The story line is relatively simple. Jess is a struggling single mother, working as a cleaner to support her maths-whiz of a daughter Tanzie and her long gone husband’s teenage son Nicky. She cleans Ed’s house – he’s a self absorbed IT man, who has made some wrong decisions – and one night she helps him home after a drunken night at the pub, and makes some wrong decisions of her own. Her daughter is offered a maths scholarship, but it doesn’t offer enough money to make it possible – until they hear about a maths Olympiad in Scotland offering a £5000 prize. Ed volunteers to take them in his car, and so begins a wonderful road trip of a novel. Oh, and I forgot the dog, Norman – smelly, flatulent, and the size of a small cow.
The characters in this book are magnificent. Jess has a relentless cheerfulness in the face of adversity and a wonderfully chaotic practical streak. Nicky is the teenager who just doesn’t fit in – the goth who is relentlessly bullied and lives his life through the screens of his handheld games. Tanzie has a wonderful maturity and matter-of-fact acceptance of her mathematical genius. Ed starts as unlikeable, but develops wonderfully throughout the book. And I can’t speak highly enough of Norman.
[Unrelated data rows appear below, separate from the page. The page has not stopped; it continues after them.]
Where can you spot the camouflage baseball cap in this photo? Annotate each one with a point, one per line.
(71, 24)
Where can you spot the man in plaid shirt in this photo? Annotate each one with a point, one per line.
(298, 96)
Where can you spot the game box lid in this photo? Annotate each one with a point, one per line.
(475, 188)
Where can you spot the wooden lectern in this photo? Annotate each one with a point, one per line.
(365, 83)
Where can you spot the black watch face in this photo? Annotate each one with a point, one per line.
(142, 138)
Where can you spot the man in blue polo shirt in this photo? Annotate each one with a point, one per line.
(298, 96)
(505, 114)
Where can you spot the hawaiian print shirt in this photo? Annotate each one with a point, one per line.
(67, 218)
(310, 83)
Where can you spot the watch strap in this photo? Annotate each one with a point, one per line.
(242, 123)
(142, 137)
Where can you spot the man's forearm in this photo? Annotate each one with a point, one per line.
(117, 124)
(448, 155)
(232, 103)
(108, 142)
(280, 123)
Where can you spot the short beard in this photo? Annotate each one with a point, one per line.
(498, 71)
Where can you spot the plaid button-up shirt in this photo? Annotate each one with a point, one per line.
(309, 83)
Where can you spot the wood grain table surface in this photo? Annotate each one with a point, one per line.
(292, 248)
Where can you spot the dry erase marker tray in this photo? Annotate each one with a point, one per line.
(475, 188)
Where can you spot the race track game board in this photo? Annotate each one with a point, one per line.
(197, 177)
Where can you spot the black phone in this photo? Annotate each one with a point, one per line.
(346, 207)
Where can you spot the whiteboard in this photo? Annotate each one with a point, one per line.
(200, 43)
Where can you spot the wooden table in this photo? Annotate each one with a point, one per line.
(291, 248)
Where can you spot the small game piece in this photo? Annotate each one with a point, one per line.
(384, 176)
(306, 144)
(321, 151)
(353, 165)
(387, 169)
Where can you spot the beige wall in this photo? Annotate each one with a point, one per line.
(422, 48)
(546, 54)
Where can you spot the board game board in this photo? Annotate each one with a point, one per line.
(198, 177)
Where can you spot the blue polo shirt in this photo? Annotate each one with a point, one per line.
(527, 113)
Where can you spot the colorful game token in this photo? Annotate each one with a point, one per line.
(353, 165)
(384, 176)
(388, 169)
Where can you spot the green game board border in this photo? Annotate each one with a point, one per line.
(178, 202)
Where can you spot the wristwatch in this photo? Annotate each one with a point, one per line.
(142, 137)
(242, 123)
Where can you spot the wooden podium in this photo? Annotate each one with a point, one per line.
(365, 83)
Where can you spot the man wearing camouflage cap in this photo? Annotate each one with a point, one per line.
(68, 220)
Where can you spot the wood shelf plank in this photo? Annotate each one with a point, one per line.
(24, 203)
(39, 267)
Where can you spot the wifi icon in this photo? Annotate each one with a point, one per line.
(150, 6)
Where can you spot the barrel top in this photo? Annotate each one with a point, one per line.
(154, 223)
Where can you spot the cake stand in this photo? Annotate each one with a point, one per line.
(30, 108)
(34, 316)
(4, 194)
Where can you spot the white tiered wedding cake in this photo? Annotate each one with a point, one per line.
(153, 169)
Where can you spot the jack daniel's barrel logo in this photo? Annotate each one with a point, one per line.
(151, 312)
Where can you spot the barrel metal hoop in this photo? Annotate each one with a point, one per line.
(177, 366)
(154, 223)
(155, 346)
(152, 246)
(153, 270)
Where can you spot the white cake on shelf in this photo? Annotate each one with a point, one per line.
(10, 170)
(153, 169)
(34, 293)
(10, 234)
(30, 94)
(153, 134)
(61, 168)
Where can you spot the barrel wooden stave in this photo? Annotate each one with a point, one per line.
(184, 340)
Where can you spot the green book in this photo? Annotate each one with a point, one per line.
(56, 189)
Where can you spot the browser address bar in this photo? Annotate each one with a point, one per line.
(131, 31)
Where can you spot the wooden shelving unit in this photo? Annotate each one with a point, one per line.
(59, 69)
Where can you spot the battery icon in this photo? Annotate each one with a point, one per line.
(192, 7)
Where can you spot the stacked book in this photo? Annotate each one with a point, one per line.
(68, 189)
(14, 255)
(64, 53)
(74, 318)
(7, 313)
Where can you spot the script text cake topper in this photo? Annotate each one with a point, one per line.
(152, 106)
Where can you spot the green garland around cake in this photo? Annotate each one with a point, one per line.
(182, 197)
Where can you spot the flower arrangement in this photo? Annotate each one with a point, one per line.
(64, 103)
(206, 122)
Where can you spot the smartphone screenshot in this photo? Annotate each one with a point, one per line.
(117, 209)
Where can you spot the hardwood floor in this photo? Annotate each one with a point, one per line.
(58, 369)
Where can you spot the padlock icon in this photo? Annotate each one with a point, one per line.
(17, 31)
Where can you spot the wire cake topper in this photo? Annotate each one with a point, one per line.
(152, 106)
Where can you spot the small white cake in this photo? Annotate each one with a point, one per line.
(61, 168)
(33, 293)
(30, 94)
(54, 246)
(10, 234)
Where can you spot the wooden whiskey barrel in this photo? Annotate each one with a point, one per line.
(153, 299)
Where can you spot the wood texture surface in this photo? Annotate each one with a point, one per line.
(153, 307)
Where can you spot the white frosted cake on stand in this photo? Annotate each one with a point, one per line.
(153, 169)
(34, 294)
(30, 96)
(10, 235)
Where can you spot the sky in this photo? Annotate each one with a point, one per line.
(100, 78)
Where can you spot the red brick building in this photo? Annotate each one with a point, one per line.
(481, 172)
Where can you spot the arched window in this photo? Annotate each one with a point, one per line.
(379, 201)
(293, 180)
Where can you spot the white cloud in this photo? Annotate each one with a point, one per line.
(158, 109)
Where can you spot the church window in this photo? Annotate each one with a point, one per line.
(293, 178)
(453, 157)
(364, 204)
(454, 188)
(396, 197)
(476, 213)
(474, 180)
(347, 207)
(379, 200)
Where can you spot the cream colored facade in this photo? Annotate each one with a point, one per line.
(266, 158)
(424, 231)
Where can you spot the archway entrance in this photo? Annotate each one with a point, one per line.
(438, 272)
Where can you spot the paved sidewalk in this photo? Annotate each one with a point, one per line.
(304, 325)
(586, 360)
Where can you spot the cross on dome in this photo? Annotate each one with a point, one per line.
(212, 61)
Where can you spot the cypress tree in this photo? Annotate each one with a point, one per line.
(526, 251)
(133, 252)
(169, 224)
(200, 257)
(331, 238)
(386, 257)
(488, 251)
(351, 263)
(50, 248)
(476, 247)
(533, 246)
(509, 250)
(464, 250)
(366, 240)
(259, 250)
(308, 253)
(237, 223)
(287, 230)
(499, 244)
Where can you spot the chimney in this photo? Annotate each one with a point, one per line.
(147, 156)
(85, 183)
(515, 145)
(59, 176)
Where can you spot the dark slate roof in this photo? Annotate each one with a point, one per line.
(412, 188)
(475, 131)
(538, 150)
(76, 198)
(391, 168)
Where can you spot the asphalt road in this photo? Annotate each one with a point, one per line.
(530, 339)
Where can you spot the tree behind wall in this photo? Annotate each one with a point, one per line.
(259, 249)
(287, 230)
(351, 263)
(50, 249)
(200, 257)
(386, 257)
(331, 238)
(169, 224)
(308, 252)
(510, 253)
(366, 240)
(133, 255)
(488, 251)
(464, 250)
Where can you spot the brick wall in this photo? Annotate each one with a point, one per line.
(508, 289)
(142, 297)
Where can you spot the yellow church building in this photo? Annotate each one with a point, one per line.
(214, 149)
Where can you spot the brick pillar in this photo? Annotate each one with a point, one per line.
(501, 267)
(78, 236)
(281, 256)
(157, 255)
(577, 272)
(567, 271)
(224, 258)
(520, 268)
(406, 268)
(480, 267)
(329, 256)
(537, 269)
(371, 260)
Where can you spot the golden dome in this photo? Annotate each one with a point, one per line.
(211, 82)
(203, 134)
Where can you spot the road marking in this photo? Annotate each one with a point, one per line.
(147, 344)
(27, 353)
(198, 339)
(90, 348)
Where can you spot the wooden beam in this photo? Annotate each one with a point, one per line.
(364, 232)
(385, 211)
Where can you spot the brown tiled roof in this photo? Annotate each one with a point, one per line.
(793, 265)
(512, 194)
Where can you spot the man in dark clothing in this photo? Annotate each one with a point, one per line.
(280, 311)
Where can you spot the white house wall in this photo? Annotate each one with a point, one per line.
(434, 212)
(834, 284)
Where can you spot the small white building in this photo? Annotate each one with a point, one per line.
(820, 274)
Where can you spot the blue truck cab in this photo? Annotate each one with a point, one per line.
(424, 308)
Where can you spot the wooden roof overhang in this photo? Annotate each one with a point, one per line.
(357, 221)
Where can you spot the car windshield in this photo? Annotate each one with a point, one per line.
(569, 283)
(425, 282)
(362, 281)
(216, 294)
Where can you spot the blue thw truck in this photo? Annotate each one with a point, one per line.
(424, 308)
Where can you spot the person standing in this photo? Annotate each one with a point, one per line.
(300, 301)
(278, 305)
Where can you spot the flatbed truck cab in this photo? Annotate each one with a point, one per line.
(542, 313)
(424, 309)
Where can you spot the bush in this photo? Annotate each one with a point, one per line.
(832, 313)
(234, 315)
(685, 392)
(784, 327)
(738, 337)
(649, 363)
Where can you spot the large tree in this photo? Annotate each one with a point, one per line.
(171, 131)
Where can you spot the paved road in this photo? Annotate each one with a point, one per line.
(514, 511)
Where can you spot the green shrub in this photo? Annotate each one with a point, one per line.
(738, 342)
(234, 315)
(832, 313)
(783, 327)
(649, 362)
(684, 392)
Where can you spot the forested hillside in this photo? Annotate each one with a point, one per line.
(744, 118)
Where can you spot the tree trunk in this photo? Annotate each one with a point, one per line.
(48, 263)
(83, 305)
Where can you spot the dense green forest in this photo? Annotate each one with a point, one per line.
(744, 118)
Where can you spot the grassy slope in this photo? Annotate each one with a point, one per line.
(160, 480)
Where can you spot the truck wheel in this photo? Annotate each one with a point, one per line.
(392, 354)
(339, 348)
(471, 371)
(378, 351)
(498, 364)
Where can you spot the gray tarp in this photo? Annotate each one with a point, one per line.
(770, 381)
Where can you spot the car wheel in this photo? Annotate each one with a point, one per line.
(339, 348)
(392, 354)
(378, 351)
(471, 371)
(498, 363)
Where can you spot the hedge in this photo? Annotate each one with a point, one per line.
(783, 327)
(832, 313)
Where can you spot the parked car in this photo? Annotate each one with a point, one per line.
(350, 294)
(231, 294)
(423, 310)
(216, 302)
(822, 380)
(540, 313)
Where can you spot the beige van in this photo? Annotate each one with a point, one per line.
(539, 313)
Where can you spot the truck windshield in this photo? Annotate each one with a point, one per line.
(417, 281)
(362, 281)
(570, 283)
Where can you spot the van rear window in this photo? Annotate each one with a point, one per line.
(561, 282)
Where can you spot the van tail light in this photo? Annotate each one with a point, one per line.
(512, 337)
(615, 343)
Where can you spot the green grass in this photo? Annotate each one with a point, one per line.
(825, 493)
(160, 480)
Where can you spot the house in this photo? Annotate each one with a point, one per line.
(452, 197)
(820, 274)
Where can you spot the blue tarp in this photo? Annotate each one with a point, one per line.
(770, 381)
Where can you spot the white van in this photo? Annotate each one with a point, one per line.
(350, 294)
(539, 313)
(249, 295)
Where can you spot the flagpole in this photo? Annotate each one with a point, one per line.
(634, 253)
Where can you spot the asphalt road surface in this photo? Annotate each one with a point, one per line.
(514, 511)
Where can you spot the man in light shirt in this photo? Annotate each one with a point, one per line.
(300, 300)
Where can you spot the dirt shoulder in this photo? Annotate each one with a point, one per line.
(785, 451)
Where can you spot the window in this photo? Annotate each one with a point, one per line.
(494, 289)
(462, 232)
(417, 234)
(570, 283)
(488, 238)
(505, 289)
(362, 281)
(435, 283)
These are all characters you grow to love, aching for them when things go wrong, laughing with them (and the humour in this book is perfectly judged), feeling all the injustices done to them and hoping beyond hope that everything will turn out for them in the end. There are images in this book that will stay with you for ever – but I’m not going to describe a single one, because I want everyone to experience this book without anyone spoiling it for them. I guess the main theme of the book could be said to be the kindness of strangers, but for me it was the power of love to overcome every hurdle (and there are some enormous hurdles) put in your path. I hate writing such a gushing review, but I really can’t help it. Just read the book, and you’ll feel exactly the same – absolute perfection.
My thanks to netgalley and publishers Penguin Books UK for my advance reading e-copy. The One Plus One will be published in all formats on 27th February 2014.
Jojo Moyes has been a full time novelist since 2002, when her first book, Sheltering Rain was published. She lives on a farm in Essex with her husband, journalist Charles Arthur, and their three children. She has won the Romantic Novelists’ Award twice, and her book Me Before You gained the highest number of votes ever submitted in the Richard and Judy list.
Well said Anne couldn't agree more I wish I could forget I'd read it so i could experience it again.
I really enjoyed reading this one too, it's my favourite of the three I've read by this author so far. Nice to hear you loved it too Anne.